Comment by avmich

Comment by avmich 6 days ago

4 replies

Presentations, including video ones. The ideas feel pretty clear in the head long before you can describe it in a manner which ideally could be a pleasure to watch. What tooling to use, how to work with all that, how to even plan the layout of words, scenes, images seems pretty puzzling, and solutions are like a slow walk in a dark room.

leakycap 6 days ago

I'd recommend Beyond Bullet Points by B. Atkinson; it's a book about PowerPoint but teaches you how to synthesize presentations, including videos and in-person presentations.

As far as career upgrades, this book was decisive for me in making the lightbulb go off so I could share my vision with others and have them see it, too.

namaria 5 days ago

Storytelling is the skill you're looking for. Visual aids and recording/editing are incidental.

What makes presentations, video essays, etc, great is having a great story to tell.

It's all about the archetype of the hero, and plot arch (normal life -> problem -> departure -> toll -> return).

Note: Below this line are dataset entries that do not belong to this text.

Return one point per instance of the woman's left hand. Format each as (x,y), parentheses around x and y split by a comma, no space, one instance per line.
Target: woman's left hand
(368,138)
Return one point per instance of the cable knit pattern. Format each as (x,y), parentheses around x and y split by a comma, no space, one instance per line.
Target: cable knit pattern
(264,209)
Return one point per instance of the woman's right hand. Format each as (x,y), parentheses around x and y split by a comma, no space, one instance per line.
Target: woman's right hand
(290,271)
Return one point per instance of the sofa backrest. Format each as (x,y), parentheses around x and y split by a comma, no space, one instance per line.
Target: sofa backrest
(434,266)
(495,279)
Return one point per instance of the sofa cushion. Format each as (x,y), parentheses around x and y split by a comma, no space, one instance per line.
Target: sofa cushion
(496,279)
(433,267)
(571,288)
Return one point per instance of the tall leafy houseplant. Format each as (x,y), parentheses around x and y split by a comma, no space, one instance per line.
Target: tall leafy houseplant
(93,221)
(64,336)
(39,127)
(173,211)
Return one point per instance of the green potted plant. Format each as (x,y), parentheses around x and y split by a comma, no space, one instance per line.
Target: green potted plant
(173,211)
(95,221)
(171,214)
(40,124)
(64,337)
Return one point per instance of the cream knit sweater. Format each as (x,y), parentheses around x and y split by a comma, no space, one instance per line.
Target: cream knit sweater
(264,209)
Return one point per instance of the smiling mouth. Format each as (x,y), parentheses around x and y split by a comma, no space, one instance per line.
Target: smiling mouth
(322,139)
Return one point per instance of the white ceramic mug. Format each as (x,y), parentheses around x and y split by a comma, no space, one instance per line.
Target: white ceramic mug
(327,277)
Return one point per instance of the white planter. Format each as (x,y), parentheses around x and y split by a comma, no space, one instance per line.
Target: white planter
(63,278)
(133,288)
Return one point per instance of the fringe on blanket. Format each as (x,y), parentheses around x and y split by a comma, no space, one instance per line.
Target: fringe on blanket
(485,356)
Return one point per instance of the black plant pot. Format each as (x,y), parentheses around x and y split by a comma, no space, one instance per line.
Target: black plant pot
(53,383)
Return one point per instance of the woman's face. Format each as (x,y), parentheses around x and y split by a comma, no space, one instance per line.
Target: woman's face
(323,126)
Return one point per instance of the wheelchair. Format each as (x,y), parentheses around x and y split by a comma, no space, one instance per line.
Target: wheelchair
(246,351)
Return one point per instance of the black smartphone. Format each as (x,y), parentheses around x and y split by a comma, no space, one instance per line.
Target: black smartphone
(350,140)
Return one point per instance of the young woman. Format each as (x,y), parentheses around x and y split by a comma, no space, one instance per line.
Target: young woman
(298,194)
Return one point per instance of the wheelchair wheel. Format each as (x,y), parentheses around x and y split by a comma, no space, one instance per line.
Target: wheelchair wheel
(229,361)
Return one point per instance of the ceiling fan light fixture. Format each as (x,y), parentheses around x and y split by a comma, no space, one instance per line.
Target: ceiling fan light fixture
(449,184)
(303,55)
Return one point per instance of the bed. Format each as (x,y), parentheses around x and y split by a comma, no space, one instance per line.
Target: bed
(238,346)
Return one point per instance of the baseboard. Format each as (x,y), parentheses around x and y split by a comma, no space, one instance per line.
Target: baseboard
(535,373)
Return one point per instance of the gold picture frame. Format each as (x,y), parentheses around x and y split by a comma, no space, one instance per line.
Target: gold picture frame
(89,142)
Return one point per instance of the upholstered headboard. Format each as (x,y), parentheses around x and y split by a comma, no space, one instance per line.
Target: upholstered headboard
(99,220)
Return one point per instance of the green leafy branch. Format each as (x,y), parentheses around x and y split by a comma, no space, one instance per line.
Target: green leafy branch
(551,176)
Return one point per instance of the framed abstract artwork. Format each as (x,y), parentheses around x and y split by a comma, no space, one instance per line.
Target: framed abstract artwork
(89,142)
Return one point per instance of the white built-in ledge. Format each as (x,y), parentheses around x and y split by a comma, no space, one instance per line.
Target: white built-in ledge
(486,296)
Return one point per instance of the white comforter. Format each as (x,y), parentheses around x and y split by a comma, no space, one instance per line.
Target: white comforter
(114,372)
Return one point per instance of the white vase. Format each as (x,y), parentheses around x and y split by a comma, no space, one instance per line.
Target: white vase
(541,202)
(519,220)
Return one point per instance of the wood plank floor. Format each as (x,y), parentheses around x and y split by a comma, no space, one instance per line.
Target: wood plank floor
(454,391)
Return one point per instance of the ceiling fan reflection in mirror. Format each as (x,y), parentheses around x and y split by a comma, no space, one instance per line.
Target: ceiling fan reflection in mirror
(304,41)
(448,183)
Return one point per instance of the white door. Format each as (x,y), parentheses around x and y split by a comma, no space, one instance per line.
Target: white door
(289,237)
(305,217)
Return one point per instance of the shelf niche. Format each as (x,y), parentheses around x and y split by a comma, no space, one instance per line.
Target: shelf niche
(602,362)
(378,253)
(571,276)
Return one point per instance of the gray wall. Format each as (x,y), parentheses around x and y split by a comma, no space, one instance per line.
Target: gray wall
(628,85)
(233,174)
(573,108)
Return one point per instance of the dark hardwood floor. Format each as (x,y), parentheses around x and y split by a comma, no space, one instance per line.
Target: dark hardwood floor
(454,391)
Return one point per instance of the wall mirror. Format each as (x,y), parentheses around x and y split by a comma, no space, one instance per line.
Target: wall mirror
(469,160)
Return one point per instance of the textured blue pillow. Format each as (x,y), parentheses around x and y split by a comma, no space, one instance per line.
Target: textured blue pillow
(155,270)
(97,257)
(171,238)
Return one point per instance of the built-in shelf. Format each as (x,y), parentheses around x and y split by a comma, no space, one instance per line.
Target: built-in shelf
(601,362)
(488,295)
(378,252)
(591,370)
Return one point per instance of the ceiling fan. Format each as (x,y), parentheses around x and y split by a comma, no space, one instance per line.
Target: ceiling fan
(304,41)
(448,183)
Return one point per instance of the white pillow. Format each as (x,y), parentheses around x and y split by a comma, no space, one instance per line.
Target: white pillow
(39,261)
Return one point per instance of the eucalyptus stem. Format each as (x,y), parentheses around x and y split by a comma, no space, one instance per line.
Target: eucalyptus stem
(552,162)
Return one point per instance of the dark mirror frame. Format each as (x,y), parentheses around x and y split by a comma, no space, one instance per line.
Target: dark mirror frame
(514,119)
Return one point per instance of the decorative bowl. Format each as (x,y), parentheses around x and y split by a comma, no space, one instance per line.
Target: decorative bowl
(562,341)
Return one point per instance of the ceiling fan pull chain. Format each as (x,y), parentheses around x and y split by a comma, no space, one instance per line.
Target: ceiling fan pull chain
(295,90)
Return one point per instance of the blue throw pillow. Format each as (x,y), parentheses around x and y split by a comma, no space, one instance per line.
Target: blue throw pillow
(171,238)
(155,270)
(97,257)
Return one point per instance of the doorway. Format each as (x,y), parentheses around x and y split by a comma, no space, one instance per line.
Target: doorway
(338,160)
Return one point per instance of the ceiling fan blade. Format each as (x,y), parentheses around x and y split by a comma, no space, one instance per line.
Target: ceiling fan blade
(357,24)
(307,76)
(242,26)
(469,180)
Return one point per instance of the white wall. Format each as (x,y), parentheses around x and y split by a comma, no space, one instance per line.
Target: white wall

You have to present people with a reason to embark on the story - which is the reason the 'hero' leaves on their journey; a clear understanding of what's at stake, the price to be paid, the confrontation and the return to a new, better normal.

  • avmich 5 days ago

    I'm pretty good with textual stories. The presentation format is another matter, there is a difference.

directevolve 5 days ago

One option is to put your thoughts down in great detail on paper, then feed it into AI and ask it to design you a slideshow with text and suggestions for visuals.